As desventuras do Seu Lourival
#04
Seu Lourival e a Encomenda de Ninguém
Mais uma desventura de Seu Lourival. Desta vez, a entrega misteriosa de uma segunda-feira viva transforma sua rotina em um ciclo eterno de começos sem vontade.
- Publicado em
- por Jean Guimarães

Bateram à porta às oito e doze da manhã. Um entregador, com cara de quem já tinha visto coisa demais na vida, esticou a caixa e disse:
“Assina aqui. Pedido do senhor.”
Seu Lourival, que não lembrava de ter comprado nada, nem de ter aprendido a usar o aplicativo, franziu a testa. Mas como todo brasileiro que se preze, a desconfiança durou só até o barulho do estilete.
Dentro da caixa, havia uma segunda-feira.
Inteira. Lacrada. Viva.
Tinha despertador tocando, trânsito parado, meia dúzia de compromissos pendurados, e um cheirinho leve de fracasso matinal. Assim que ele abriu a tampa, o ar da casa ficou ligeiramente mais pesado.
Tentou devolver. O entregador já tinha evaporado.
Tentou fingir que não era dele. A segunda grudou nele como boleto esquecido na gaveta.
Tentou ignorar. Mas a segunda começou a circular pela casa. Entrou no banheiro, bagunçou a agenda, travou o alarme, enguiçou o chuveiro elétrico.
"Passou o dia com a sensação de que tudo estava começando, mas sem nenhuma vontade de continuar."
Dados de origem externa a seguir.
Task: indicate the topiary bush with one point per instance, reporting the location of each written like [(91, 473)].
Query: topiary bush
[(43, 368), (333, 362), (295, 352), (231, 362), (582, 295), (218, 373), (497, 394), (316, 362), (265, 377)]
Passou o dia com a sensação de que tudo estava começando, mas sem nenhuma vontade de continuar. Às duas da tarde, já estava exausto sem ter feito nada.
Ligou na central de trocas. Explicou que já tinha uma segunda-feira em casa, velha, cansada, funcional. Não queria duas. A atendente respondeu com voz robótica que estava no contrato. Brinde surpresa para clientes inativos.
Desde então, toda semana, outra segunda chega. Às vezes vem com chuva. Outras, com dor de cabeça. Algumas vêm mais calmas, mas todas carregam aquele mesmo gosto de reinício forçado.
Seu Lourival tentou escondê-las no armário da lavanderia. Tentou doá-las no grupo do bairro. Tentou queimar uma delas na churrasqueira.
Não adiantou. Segunda-feira é tipo promessa de político. Sempre volta, mesmo quando ninguém pediu.